O PAI NOSSO

       De uma forma geral, as religiões ensinam que podemos e devemos conversar com Deus. A isso é dado o nome de oração. Há muitas formas de rezar. Não podemos pensar que exista apenas uma ou outra, e que só reza quem reza como nós; Jesus rezava – às vezes passa a noite inteira em oração, assim como João Batista. Ambos ensinaram seus discípulos a rezarem; Uma das formas que Jesus os ensinou foi através do Pai Nosso.

        A qual é, na verdade, um programa de vida (muito mais do que palavras mágicas). Assim Jesus vivia, e queria que nós também vivêssemos; O Pai Nosso tem, grosso modo, a estrutura do Decálago, ou seja, seque a lógica dos Dez Mandamentos. Primeiramente nos dirigíamos a Deus e, depois, à vida cotidiana (em relação a nós mesmos e aos outros); Assim, algumas realidades as quais tocamos nessa oração:

  • Deus é Pai

  • Pai de todos (“Nosso”, e não “meu”). Somos todos irmãos e não senhores. (“Amar a Deus sobre todas as coisas”)
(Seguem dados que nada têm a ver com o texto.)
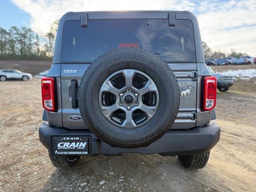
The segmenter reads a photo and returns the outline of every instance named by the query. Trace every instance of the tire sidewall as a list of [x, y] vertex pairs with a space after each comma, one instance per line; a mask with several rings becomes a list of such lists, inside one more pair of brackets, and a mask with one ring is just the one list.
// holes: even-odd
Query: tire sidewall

  • Ele está nos Céus (com “s”). Uma forma hebraica de se referir à santidade e dignidade divinas

  • É necessário santificar seu nome (“Não tomar seu santo nome em vão)

  • O Reino – e sua justiça, deve ser buscado em primeiro lugar (Mt 6,33)
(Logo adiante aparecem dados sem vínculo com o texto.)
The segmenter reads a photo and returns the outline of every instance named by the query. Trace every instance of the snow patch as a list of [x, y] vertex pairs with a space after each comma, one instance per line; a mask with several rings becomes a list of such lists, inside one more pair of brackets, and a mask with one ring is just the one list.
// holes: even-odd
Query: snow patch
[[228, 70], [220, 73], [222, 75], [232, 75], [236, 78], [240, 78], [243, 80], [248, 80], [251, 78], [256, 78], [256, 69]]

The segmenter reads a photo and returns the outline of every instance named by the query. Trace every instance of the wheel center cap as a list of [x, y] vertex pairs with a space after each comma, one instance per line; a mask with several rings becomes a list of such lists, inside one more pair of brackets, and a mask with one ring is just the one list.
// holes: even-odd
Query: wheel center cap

  • Pedimos: o Pão (cotidiano), o Perdão, a Superação da tentação 

  • Não queremos cair e permanecer no mal

Algumas observações sobre essa oração na liturgia:

  •     Rezamos na segunda pessoa do Plural para harmonizar com a forma de tratamento a Deus – em toda liturgia usamos “Vós” e não “Tu”
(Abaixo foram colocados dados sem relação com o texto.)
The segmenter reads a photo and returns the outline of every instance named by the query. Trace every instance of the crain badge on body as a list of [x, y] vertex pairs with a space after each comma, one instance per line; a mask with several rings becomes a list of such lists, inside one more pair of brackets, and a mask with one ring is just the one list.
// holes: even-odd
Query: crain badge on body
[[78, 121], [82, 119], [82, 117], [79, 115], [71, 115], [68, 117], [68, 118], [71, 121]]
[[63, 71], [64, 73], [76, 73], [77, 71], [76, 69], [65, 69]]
  • O primeiro céus é com “s” e o segundo, sem “s”. Uma distinção entre a santidade de Deus e nossa condição de seres limitados

  • Não falamos “amém” ao final, pois aquilo que segue (“vosso e o Reino, o poder e a glória para sempre”) é uma maneira mais extensa e explícita de se falar essa aclamação.